I really enjoyed this post! The 'zone of proximal development' with AI seems really interesting to play with. A bunch of questions this raises for me:

1. Maintaining the Intelligence Delta while AI advances means we need to bootstrap and lift humans as much as possible, as fast as possible. What does it look like for a human to be 'lifted up' in this way? Three thoughts:

A) baseline scientific and methodological knowledge. If we target AI towards doing science to authoritatively establish new knowledge and methods, it's clear how to integrate it into the human ecosystem. This is how we'd imagine things advancing without AI.

B) Trustworthy narrow AI tools. If we can lean on AI to do certain, narrow functions at large scale but which we reasonably understand — think, for example, automating scientific meta-analysis and medium-complexity software engineering, but perhaps there are lots more relevant tasks we can automate — then we can keep humans at the helm while advancing our knowledge faster using AI.

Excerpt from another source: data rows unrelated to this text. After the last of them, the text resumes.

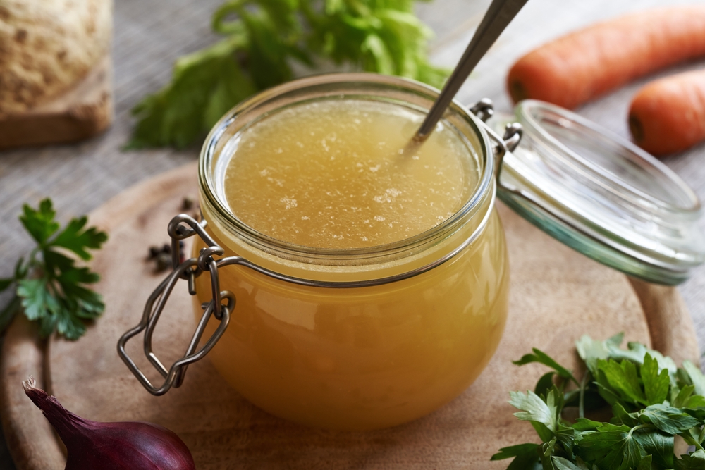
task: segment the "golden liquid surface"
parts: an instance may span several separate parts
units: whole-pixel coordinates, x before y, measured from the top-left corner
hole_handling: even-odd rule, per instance
[[[461,141],[450,130],[434,132],[436,139],[427,142],[430,145],[417,159],[388,151],[402,148],[417,128],[418,116],[405,108],[351,101],[303,110],[295,108],[256,124],[245,132],[228,168],[225,190],[233,212],[261,232],[313,247],[396,241],[447,218],[477,184],[477,168],[467,164],[471,151],[459,147]],[[360,126],[358,132],[336,130],[352,124]],[[388,193],[390,188],[400,194]],[[363,194],[366,202],[360,202]],[[290,201],[287,206],[283,198],[296,204]],[[243,266],[220,269],[220,288],[233,292],[236,304],[209,359],[257,406],[311,426],[374,429],[430,413],[479,375],[504,329],[506,249],[491,200],[488,196],[471,219],[488,218],[472,244],[450,261],[403,280],[325,288],[274,279]],[[384,221],[365,223],[374,215]],[[309,219],[302,220],[305,216]],[[477,226],[468,222],[426,249],[424,262],[451,252]],[[256,254],[256,248],[217,224],[209,223],[207,230],[224,256]],[[194,254],[203,247],[197,240]],[[405,273],[410,262],[401,256],[391,269]],[[287,272],[285,264],[279,272]],[[301,264],[317,268],[315,263]],[[317,278],[334,280],[334,274],[340,273],[323,270]],[[200,319],[202,303],[211,299],[208,273],[196,278],[196,291]],[[216,326],[212,319],[204,338]]]
[[[479,178],[458,133],[410,140],[424,115],[362,100],[298,104],[241,134],[225,175],[232,212],[261,233],[318,248],[418,235],[457,212]]]

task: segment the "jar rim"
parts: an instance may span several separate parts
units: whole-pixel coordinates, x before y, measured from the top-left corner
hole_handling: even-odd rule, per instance
[[[283,85],[264,90],[258,94],[243,101],[229,111],[214,126],[206,139],[201,150],[199,159],[199,185],[204,203],[209,206],[215,214],[224,219],[230,227],[237,230],[238,235],[251,245],[264,247],[268,252],[283,254],[287,258],[304,258],[319,260],[357,260],[361,261],[401,254],[427,246],[429,243],[443,240],[457,231],[465,225],[469,215],[474,214],[489,194],[491,194],[491,207],[494,205],[494,158],[492,147],[486,132],[482,128],[481,121],[470,112],[467,107],[457,101],[453,101],[446,111],[445,116],[452,114],[460,118],[469,125],[474,132],[479,143],[479,148],[475,149],[482,166],[479,180],[465,204],[455,214],[431,228],[421,233],[396,242],[358,248],[319,248],[297,245],[274,238],[257,231],[247,225],[233,214],[227,203],[216,194],[214,188],[214,161],[219,156],[219,144],[226,136],[226,131],[236,120],[247,113],[257,111],[259,107],[266,106],[277,99],[282,99],[290,94],[306,89],[334,88],[336,86],[372,85],[388,87],[390,91],[410,93],[429,101],[429,106],[439,94],[439,90],[427,85],[407,78],[381,75],[365,73],[346,73],[317,75],[288,82]],[[321,97],[341,96],[339,92],[321,94]],[[343,96],[345,96],[343,94]],[[374,97],[373,95],[372,97]],[[381,96],[379,97],[381,99]],[[296,102],[296,101],[294,101]],[[401,102],[398,101],[398,102]],[[248,123],[254,122],[262,113],[257,113],[255,119],[247,120],[242,128],[245,128]],[[457,129],[457,128],[456,128]],[[461,135],[462,131],[458,130]],[[240,132],[238,130],[237,132]],[[235,132],[235,134],[237,133]],[[231,138],[228,135],[227,138]],[[483,219],[486,219],[486,217]],[[475,238],[482,231],[484,223],[479,224],[470,238]]]

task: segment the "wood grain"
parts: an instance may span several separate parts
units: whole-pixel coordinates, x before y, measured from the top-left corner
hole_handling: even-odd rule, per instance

C) Human enhancement and BCI. I don't have anything enlightening to say on the topic but one might imagine we'll hit the point soon that it seems worth considering. Especially as we think about how to efficiently interface with trustworthy AI tools, and how to raise humanity's ability to effectively coordinate.

2. For dealing with AGI, I think intelligence/epistemic enhancement will need to be done not just on the level of individual humans, but for all of society. What is the frontier of human knowledge as a whole, and how do we define _humanity's_ zone of proximal development? What kinds of institutions should we be building — if any — to represent the frontier of human agency and steer AI as it continues to develop?

3. Focusing on Narrow AI may not be tenable. The greatest advances have come from making the systems _more_ general, learning from more data and sharing this knowledge between all of their competencies. If we are to focus on Narrow AI, how can we steer the current paradigm in that direction while retaining its benefits? Or, alternatively, is it possible to constrain general AI systems to be more comprehensible in narrow domains?

Much to think about. Thank you for writing!